Das Arbeitsblatt FW 1000 der Arbeitsgemeinschaft Fernwärme e.V. (AGFW) beschreibt die Anforderungen an Organisation, Qualifikation und technische Betriebsabläufe in der Fernwärmeversorgung. Die enercity Netzgesellschaft mbH erfüllt diese anerkannten Regeln der Technik. Das wurde 2013 zum wiederholten Mal von Prüfern der AGFW für alle Betriebsbereiche bestätigt. Die Prüfung des Technischen Sicherheitsmanagements (TSM) ist freiwillig und gilt jeweils für fünf Jahre. Bei größeren organisatorischen Veränderungen im Unternehmen bzw. nach Ablauf der fünf Jahre ist eine erneute Auditierung/Überprüfung erforderlich, um das TSM-Zertifikat zu erhalten.

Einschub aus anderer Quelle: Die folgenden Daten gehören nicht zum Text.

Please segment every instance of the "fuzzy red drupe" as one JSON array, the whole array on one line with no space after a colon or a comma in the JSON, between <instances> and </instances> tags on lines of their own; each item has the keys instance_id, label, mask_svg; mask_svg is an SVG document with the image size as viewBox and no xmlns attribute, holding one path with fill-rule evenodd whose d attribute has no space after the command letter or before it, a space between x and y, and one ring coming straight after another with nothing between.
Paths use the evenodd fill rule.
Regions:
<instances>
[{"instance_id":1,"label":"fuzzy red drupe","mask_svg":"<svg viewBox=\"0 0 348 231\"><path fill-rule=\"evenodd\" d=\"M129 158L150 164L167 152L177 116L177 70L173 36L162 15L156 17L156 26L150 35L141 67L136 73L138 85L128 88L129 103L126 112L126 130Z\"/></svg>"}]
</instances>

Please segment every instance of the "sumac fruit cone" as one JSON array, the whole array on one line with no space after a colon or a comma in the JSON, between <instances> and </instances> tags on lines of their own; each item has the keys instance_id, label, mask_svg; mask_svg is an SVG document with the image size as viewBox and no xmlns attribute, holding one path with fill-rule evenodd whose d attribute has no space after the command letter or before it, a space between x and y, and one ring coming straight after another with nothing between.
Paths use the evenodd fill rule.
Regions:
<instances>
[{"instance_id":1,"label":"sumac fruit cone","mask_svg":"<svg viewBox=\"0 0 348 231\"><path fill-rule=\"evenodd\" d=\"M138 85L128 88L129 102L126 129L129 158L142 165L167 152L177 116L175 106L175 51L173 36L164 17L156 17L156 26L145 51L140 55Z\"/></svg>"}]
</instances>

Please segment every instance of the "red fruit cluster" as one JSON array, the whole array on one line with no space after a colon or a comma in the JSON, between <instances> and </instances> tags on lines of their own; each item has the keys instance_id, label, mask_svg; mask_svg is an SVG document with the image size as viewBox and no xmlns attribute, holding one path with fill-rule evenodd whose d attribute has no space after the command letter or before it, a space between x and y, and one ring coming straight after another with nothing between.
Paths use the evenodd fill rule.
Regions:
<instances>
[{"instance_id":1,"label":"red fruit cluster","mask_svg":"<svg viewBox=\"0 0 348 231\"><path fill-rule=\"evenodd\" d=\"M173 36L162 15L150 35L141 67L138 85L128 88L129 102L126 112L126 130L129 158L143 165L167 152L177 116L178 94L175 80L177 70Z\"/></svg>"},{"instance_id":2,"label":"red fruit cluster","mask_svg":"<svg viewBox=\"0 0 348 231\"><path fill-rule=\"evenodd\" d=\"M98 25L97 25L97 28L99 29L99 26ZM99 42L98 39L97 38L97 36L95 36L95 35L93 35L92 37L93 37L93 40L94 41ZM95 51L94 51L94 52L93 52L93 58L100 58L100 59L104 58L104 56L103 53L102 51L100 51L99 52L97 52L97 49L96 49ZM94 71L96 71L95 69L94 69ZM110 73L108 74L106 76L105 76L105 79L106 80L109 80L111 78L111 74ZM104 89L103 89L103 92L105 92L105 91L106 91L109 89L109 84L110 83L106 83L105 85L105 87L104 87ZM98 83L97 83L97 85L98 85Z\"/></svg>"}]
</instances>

Was ist überhaupt „Technisches Sicherheitsmanagement (TSM)?"

Versorgungssicherheit der Netzinfrastruktur Fernwärme: TSM Zertifikat AGFW

Bildbeschreibung: Versorgungssicherheit der Netzinfrastruktur Fernwärme

Die enercity Netzgesellschaft mbH hat ihr Technisches-Sicherheits-Management (TSM) durch die AGFW prüfen lassen. Überprüft wurden die Aufbau- und Ablauforganisation sowie die technische Sicherheit.

Die AGFW ist die Arbeitsgemeinschaft Fernwärme, sie nennt sich selbst „Effizienzverband für Wärme, Kälte und KWK" und ist als zentrale regelsetzende Organisation in Deutschland im Fernwärmefach anerkannt.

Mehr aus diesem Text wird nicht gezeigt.